Initial assessment for shock is by vital signs (HR, blood pressure, pulse oximetry) and physical examination (pallor, diaphoresis, peripheral circulation, visible or suspected hemorrhage). Mental status is also a useful sign; the patient in hemorrhagic shock will be first agitated and then lethargic. Young patients have significant compensatory reserves and will maintain a normal systolic blood pressure even in the face of hemorrhage as great as 40% of their blood volume. This state of compensated shock can be diagnosed by a narrowed pulse pressure (especially on automated sphygmomanometers), elevated HR, pallor, abnormal lactate, and a base deficit. Shock in this patient could be the result of hemorrhage from chest or abdominal trauma (including a great vessel injury associated with the impalement) or tension pneumothorax in either side of the chest.

The quick neurologic examination consists of questions to determine alertness and orientation (assuming the patient is responsive) followed by gross assessment of voluntary motion in all extremities. In the less responsive patient, the Glasgow Coma Score (GCS) (Table 33.1) is
used to stratify the degree of impairment: GCS 3 to 8 is a severe injury, GCS 9 to 13 is moderate traumatic brain injury, and GCS 14 to 15 is mild injury. Cranial nerve, spinal cord, and peripheral nervous system function is assessed by specific motor and sensory testing of each extremity during the secondary survey.

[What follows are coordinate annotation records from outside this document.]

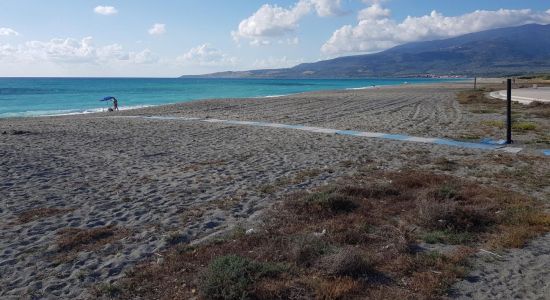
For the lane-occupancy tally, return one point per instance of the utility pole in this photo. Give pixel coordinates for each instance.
(509, 113)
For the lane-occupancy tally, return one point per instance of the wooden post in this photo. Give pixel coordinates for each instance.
(509, 113)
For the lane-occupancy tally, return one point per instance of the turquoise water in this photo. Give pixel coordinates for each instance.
(23, 97)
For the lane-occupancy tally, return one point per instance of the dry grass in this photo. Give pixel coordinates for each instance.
(40, 213)
(353, 240)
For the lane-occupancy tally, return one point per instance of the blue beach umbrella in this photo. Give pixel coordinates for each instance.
(109, 98)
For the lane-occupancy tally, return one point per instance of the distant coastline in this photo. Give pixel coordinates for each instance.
(36, 97)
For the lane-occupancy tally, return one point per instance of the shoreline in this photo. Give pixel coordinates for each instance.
(102, 109)
(144, 185)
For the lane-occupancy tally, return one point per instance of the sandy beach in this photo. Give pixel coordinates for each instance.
(154, 182)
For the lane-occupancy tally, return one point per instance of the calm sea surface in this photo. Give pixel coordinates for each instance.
(61, 96)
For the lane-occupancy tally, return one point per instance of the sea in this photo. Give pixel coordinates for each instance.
(31, 97)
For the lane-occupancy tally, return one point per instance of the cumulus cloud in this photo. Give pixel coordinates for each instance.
(144, 57)
(72, 51)
(274, 21)
(206, 55)
(157, 29)
(376, 30)
(105, 10)
(8, 32)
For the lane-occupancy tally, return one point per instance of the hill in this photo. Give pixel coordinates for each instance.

Because of the high energy mechanism of injury, this patient must be assessed from head to toe. Ultrasonography examination of the abdomen and chest is used to diagnosis free peritoneal fluid, pneumothorax (in the hands of a skilled operator), and pericardial tamponade. Chest and pelvis plain-film radiography will reveal fractures, pneumothoraces, and hemothorax. CT scanning should include the head, neck, chest, abdomen, and pelvis; newer technology will allow for three-dimensional (3D) reconstructions of organs and vasculature with sensitivity and specificity equivalent to more traditional angiographic imaging.

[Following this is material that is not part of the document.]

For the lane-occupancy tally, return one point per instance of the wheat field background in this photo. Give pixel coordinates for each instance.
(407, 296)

This patient’s obvious injury—to zone I of the neck—will necessitate a focused assessment of the trachea, great vessels, esophagus, and bilateral pleural cavities. Traditionally, this has been accomplished by a combination of plain-film radiography, angiography, bronchoscopy, and esophagoscopy. Increasing CT speed and resolution is leading to the increased use of this test at centers with experienced radiographers and traumatologists. The sequencing of diagnostic studies will depend on the patient’s stability. In this case, he is likely to require intubation and perhaps exploratory surgery first. A noninvasive study such as contrast-enhanced CT (with angiographic reconstructions) may help to guide the surgical approach to removal of the impaling object if the patient is calm and stable enough to tolerate the test.

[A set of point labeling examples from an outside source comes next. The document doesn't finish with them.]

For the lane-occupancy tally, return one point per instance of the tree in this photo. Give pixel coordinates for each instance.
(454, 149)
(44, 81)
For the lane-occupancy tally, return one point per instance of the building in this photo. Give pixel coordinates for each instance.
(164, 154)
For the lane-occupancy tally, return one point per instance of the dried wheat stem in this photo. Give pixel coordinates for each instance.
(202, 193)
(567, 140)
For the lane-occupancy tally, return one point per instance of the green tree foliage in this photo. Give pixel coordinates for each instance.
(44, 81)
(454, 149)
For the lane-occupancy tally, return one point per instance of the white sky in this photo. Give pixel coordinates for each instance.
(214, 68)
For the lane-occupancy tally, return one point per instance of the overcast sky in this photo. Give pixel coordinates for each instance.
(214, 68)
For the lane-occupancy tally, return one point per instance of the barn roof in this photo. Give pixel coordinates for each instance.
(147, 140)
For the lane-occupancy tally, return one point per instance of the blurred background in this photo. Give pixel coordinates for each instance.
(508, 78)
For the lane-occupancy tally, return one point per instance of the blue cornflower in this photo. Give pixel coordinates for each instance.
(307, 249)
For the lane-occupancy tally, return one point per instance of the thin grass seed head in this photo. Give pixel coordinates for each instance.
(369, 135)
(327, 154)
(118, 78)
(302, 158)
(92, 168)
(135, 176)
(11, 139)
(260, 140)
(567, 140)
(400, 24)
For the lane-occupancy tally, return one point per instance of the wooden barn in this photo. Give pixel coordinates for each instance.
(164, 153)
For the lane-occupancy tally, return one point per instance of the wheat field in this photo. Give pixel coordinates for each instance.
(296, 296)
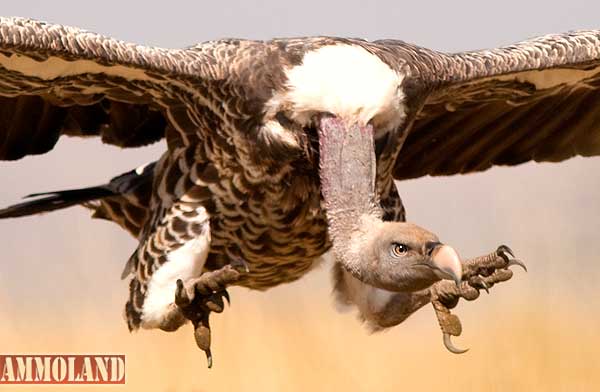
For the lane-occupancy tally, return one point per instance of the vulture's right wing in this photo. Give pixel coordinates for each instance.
(536, 100)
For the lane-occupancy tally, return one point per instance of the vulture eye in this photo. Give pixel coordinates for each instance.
(398, 250)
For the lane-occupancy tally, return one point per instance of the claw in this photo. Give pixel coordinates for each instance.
(208, 358)
(181, 297)
(517, 262)
(505, 249)
(484, 285)
(226, 296)
(450, 346)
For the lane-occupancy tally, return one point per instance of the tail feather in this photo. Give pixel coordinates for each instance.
(51, 201)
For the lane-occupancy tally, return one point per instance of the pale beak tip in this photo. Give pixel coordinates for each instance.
(446, 260)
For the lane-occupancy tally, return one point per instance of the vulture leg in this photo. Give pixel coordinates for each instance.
(198, 297)
(478, 273)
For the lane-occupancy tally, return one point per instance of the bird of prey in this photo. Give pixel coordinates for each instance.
(279, 150)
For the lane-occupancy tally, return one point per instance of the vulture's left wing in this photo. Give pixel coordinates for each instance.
(536, 100)
(57, 80)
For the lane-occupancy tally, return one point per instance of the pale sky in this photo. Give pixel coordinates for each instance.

Zone I of the neck includes the area from the inferior aspect of the cricoid cartilage down to the thoracic outlet. Zone I injuries require the complex diagnostic workup described in the previous section, followed by a surgical approach that allows access to both the neck and chest. Partial or complete median sternotomy is often necessary to access an injured great vessel or to repair the trachea or esophagus.

Zone II of the neck includes the area from the angle of the mandible down to the cricoid cartilage. Injuries in zone II are addressed through a lateral or transverse cervical incision, with the surgeon able to achieve both proximal and distal control of the carotid or jugular vessels before exploring the wound itself.

Zone III of the neck includes the area from the angle of the mandible upward to the base of the skull. Zone III vascular injuries pose a significant operative risk because distal control of an injured vessel cannot be achieved. Injuries in zone III are therefore approached angiographically or as part of a more complex neurosurgical operation.